Vous savez, l'Anthropologie du quotidien renseigne que face aux situations vécues dans la vie de tous les jours, nous pouvons affronter, fuir ou somatiser en restant bloqué. L'anthropologie économique étudie, quant à elle, d'autres dimensions présentes dans les échanges commerciaux que la seule augmentation de la richesse matérielle, comme le sont par exemple la valeur sociale d'un achat et le besoin de reconnaissance sociale des parties.
Les élus ont un besoin / problème / devoir de cohérence sociale en Suisse.

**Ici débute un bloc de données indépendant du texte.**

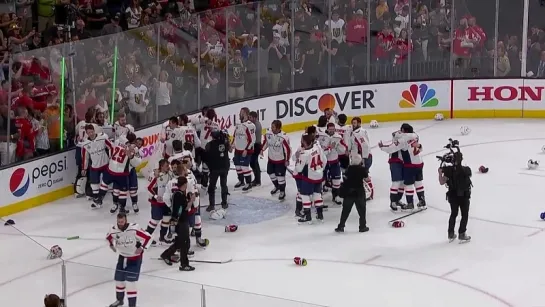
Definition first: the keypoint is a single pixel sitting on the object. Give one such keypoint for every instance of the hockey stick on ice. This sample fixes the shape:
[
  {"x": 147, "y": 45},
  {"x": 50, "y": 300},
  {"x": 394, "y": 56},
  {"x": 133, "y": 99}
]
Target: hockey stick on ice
[
  {"x": 211, "y": 261},
  {"x": 407, "y": 215}
]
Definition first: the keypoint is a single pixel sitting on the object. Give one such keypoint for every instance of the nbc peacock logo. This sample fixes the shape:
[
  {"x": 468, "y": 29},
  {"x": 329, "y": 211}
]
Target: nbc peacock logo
[{"x": 418, "y": 94}]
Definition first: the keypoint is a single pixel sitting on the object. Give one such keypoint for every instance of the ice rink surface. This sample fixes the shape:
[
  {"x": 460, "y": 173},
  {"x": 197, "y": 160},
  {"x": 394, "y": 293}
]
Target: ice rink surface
[{"x": 410, "y": 266}]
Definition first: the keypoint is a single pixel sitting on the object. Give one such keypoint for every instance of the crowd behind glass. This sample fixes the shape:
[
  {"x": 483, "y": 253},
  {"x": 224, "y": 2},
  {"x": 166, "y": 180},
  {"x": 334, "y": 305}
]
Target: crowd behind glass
[{"x": 232, "y": 51}]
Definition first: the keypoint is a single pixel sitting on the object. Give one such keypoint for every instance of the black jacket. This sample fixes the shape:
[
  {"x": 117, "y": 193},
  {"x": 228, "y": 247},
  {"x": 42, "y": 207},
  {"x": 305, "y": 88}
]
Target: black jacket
[
  {"x": 179, "y": 206},
  {"x": 459, "y": 180},
  {"x": 353, "y": 185},
  {"x": 217, "y": 155}
]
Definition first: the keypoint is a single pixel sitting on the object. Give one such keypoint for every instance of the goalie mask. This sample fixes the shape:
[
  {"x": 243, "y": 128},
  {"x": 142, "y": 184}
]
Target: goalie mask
[{"x": 55, "y": 252}]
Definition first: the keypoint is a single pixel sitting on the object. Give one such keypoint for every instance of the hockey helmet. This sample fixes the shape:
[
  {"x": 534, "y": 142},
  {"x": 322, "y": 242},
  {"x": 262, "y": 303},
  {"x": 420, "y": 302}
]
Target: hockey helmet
[{"x": 483, "y": 169}]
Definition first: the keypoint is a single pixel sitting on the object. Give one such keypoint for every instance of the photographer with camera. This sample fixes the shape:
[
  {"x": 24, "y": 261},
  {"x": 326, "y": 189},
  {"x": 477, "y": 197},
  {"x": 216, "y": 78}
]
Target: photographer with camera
[
  {"x": 458, "y": 180},
  {"x": 217, "y": 158}
]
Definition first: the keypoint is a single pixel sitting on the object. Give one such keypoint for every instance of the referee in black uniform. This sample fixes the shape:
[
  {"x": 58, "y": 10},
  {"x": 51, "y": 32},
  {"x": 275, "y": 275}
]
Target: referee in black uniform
[{"x": 254, "y": 162}]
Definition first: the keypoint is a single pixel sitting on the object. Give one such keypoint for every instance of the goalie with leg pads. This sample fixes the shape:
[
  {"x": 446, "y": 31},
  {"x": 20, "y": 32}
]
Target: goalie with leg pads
[
  {"x": 359, "y": 143},
  {"x": 194, "y": 214}
]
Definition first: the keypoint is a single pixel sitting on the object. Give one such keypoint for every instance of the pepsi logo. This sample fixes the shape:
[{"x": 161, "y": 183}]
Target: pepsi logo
[{"x": 19, "y": 182}]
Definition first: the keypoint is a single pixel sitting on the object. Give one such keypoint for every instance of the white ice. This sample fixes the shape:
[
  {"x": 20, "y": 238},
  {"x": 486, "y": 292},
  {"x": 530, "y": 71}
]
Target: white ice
[{"x": 410, "y": 266}]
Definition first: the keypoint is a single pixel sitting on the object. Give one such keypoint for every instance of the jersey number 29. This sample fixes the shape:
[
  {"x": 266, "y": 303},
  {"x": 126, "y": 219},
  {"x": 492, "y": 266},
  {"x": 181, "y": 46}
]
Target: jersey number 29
[
  {"x": 119, "y": 154},
  {"x": 316, "y": 163}
]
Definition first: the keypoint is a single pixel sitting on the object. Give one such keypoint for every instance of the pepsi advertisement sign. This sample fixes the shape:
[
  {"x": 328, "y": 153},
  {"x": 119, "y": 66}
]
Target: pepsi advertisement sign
[{"x": 38, "y": 177}]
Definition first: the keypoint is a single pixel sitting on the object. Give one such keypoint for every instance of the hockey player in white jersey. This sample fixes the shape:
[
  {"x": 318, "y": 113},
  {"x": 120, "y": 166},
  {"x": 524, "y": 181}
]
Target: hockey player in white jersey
[
  {"x": 311, "y": 162},
  {"x": 173, "y": 131},
  {"x": 396, "y": 170},
  {"x": 278, "y": 144},
  {"x": 334, "y": 147},
  {"x": 129, "y": 241},
  {"x": 243, "y": 145},
  {"x": 160, "y": 212},
  {"x": 204, "y": 126},
  {"x": 118, "y": 170},
  {"x": 94, "y": 158},
  {"x": 195, "y": 221},
  {"x": 359, "y": 143},
  {"x": 413, "y": 165},
  {"x": 121, "y": 127},
  {"x": 189, "y": 133},
  {"x": 345, "y": 131}
]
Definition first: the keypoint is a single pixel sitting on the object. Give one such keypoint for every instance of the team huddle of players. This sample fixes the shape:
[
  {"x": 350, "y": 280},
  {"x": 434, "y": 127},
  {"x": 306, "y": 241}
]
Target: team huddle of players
[{"x": 320, "y": 161}]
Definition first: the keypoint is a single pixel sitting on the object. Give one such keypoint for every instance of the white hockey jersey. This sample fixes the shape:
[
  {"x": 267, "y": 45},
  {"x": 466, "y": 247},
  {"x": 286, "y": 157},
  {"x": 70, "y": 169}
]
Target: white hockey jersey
[
  {"x": 334, "y": 147},
  {"x": 108, "y": 130},
  {"x": 395, "y": 155},
  {"x": 120, "y": 130},
  {"x": 125, "y": 240},
  {"x": 93, "y": 152},
  {"x": 80, "y": 129},
  {"x": 409, "y": 149},
  {"x": 278, "y": 146},
  {"x": 119, "y": 160},
  {"x": 311, "y": 164},
  {"x": 204, "y": 128},
  {"x": 156, "y": 188},
  {"x": 172, "y": 134},
  {"x": 359, "y": 143},
  {"x": 345, "y": 132},
  {"x": 169, "y": 190},
  {"x": 244, "y": 137},
  {"x": 189, "y": 135}
]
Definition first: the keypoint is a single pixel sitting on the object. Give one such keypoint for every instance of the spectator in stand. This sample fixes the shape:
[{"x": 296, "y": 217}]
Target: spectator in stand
[
  {"x": 112, "y": 27},
  {"x": 503, "y": 66},
  {"x": 7, "y": 142},
  {"x": 133, "y": 15},
  {"x": 52, "y": 118}
]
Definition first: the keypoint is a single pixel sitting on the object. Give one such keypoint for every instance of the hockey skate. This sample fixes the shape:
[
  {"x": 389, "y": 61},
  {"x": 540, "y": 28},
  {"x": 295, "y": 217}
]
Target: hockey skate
[
  {"x": 186, "y": 268},
  {"x": 421, "y": 203},
  {"x": 97, "y": 203},
  {"x": 464, "y": 238},
  {"x": 171, "y": 260},
  {"x": 114, "y": 208},
  {"x": 202, "y": 242},
  {"x": 123, "y": 210},
  {"x": 247, "y": 188},
  {"x": 306, "y": 217},
  {"x": 116, "y": 304},
  {"x": 407, "y": 207},
  {"x": 396, "y": 206},
  {"x": 319, "y": 214}
]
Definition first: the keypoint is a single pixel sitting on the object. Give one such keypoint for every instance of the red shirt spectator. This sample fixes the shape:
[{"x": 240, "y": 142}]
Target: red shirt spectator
[
  {"x": 385, "y": 44},
  {"x": 26, "y": 135},
  {"x": 356, "y": 29},
  {"x": 403, "y": 47}
]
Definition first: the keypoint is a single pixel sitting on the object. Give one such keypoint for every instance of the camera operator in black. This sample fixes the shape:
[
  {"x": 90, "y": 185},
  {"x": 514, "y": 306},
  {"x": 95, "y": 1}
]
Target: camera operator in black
[
  {"x": 180, "y": 204},
  {"x": 458, "y": 180},
  {"x": 217, "y": 159},
  {"x": 353, "y": 193}
]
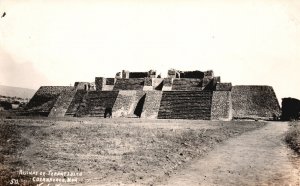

Le risque est d'être moins légitimes, de moins faire adhérer et de nous faire fuir les urnes, de ne pas comprendre ce que nous somatisons, ce que nous affrontons en nous engageant autrement, ce que nous fuyons d'autre.
La valeur de pouvoir réfléchir avec ce en quoi les gens adhèrent vraiment aujourd'hui, les "pourquoi" ils font ce qu'ils font ou pas, et le comment, sont ces ingrédients de valeur que nous livrons à nos clients, qui peuvent être commerciaux ou non-commerciaux.
Dans ce cas, en comprenant mieux les problèmes, les besoins, les désirs particuliers des différentes parties et groupes qui compose ces écosystèmes, il a été montré aux élus, des hypothèses et des solutions pour retrouver des électeurs parmi les "jeunes" et les moins "jeunes", regroupés/segmentés en tribus digitales distinctes.